Perplexity now wants its AI search engine to make spreadsheets, dashboards, reports, and small web apps instead of just answering questions. The company’s new Labs feature pushes Perplexity Pro beyond fast research and into finished work products that users can download, inspect, and share.
That turns one of the most popular AI answer apps into a direct workplace tool, not just a search alternative.
Perplexity introduced Labs as a new capability for paying Pro subscribers, giving users a way to start with a prompt and end with a more complete deliverable. Instead of asking the app to summarize a market, explain a topic, or compare products, users can ask it to build something around the answer: a financial model, a research brief, an interactive dashboard, or a lightweight internal app. The company frames the update as a step from information retrieval into project execution, which matters because many AI apps still stall at the draft stage.
The feature sits inside Perplexity’s existing product rather than launching as a separate app. A user can describe the project in natural language, and Labs can take more time than a normal answer to plan, search, write code, generate charts, organize files, and assemble the result. Perplexity says Labs can produce reports, spreadsheets, dashboards, and simple web apps, with generated files collected for the user after the task completes. That file-first workflow makes the update especially relevant for analysts, founders, students, marketers, and anyone who spends hours converting research into a presentable artifact.
Here’s the thing: AI app competition has moved from who gives the cleanest answer to who can finish the most annoying middle step. For users, that means less copying from chat windows into Google Sheets, Notion, PowerPoint, or a code editor. For companies, it means Perplexity can pitch itself as a research assistant that also makes usable assets, which could help justify the Pro subscription for teams that already pay for ChatGPT, Claude, Gemini, or Copilot. But it also raises the bar for trust, because a polished dashboard can hide weak assumptions more easily than a plain answer can.
Labs works by combining several tool types behind one prompt. Perplexity says the system can browse the web deeply, run code, create charts, generate images, and organize outputs into files. The company has described Labs tasks as longer-running work, with the system able to spend several minutes on a project rather than returning a quick response. That extra runtime matters. A normal chatbot response can fake structure in seconds, but a spreadsheet with formulas, charts, and source-backed context needs planning and execution. The catch?
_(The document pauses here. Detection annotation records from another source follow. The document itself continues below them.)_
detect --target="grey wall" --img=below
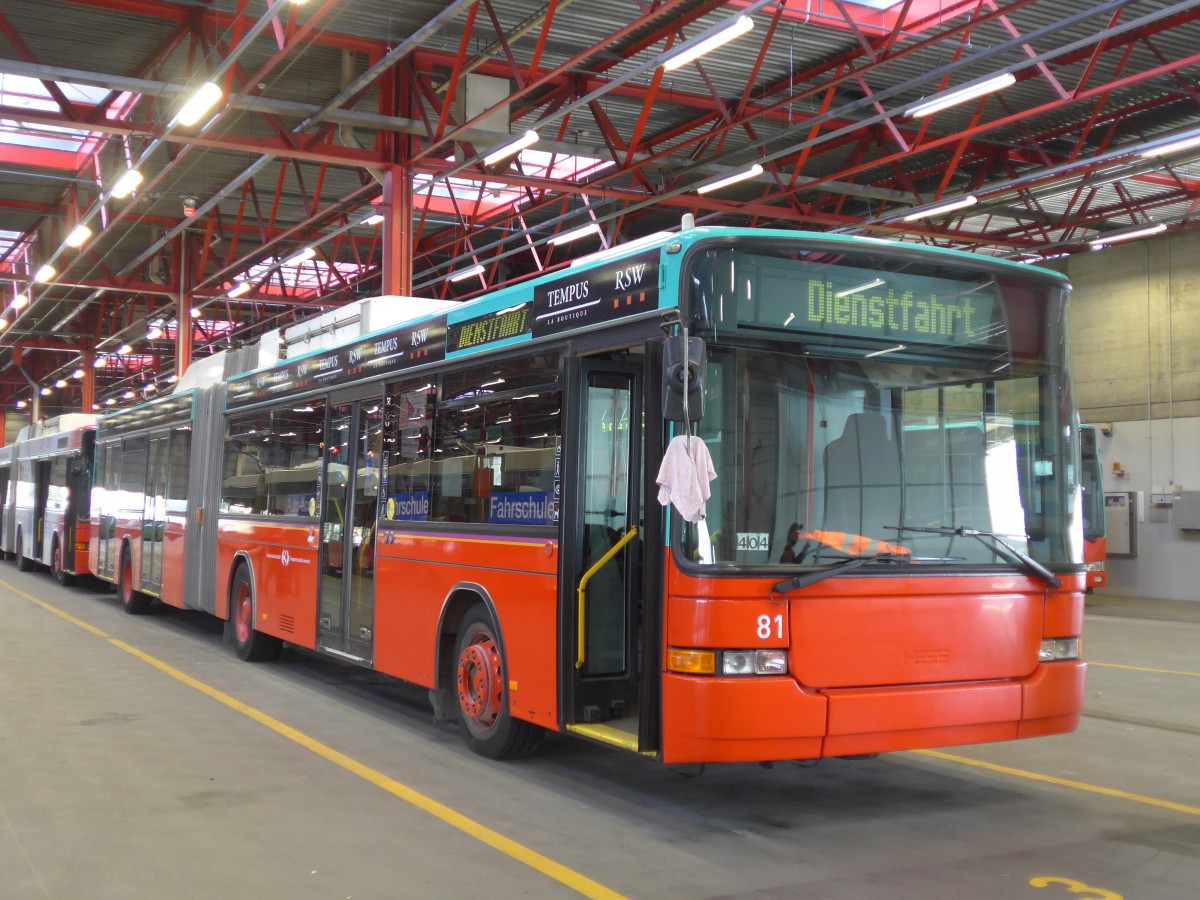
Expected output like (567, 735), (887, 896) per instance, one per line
(1064, 233), (1200, 601)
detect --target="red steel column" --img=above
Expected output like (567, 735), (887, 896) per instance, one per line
(79, 348), (96, 413)
(174, 232), (196, 376)
(380, 163), (413, 296)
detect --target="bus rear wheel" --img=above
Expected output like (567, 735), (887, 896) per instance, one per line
(229, 566), (283, 662)
(455, 604), (545, 760)
(116, 551), (150, 616)
(50, 541), (74, 587)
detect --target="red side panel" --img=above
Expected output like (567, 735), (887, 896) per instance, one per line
(791, 578), (1043, 688)
(160, 517), (185, 608)
(662, 562), (1087, 763)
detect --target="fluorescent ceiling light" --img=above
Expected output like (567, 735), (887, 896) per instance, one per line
(662, 16), (754, 72)
(62, 222), (91, 247)
(175, 82), (222, 125)
(834, 278), (886, 298)
(112, 169), (142, 199)
(905, 72), (1016, 119)
(696, 163), (762, 193)
(484, 131), (538, 166)
(283, 247), (317, 265)
(550, 222), (600, 244)
(1138, 134), (1200, 156)
(901, 193), (979, 222)
(450, 265), (484, 281)
(1088, 222), (1166, 244)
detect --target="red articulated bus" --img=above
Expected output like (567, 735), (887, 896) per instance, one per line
(0, 413), (97, 584)
(92, 228), (1086, 763)
(1079, 425), (1109, 592)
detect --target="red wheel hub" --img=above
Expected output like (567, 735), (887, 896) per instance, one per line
(457, 631), (504, 728)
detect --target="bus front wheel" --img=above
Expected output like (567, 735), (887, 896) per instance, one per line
(116, 551), (150, 616)
(229, 566), (283, 662)
(455, 604), (545, 760)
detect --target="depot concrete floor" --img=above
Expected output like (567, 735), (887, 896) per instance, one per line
(0, 564), (1200, 900)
Users still need to check sources, calculations, and generated code before treating the output as final.
This is where the best AI apps are headed.
Perplexity’s own messaging focuses on completed projects, and early user interest reflects a larger demand for AI that handles messy, multi-step work. Supporters will see Labs as a practical upgrade because it turns search results into something closer to a consultant’s first draft. Critics will point to the same concerns that follow every research-based AI tool: hallucinated claims, misread sources, outdated data, and unclear reasoning inside generated files. And there’s another risk for business users. When an AI system gathers public data, writes code, and produces a dashboard, the output may look authoritative even when the model made questionable choices about what to include or ignore.
Perplexity also enters a crowded fight. OpenAI has pushed ChatGPT toward tools that browse, analyze files, write code, and generate charts. Anthropic has made Claude attractive for long documents, coding tasks, and interactive artifacts. Google has tied Gemini into Workspace, search, Android, and developer tools. Microsoft continues to place Copilot inside Office, Windows, GitHub, and enterprise workflows. Yet Perplexity still has a clear angle: it started with answer search, citations, and fast research. Labs builds on that identity by letting the app turn sourced investigation into a package of files instead of a chat transcript.
The bigger story isn’t that Perplexity added another AI mode. It’s that consumer AI apps now compete on output formats, not just model quality. A user doesn’t want a clever paragraph about quarterly sales trends; they want the spreadsheet, the chart, the assumptions, and a dashboard they can send before a meeting. If Perplexity keeps Labs tied closely to citations and transparent files, it can win a useful niche among people who live between search, analysis, and presentation. The next major AI app winner won’t be the one that talks the most fluently. It’ll be the one that hands users work they can actually use by lunch.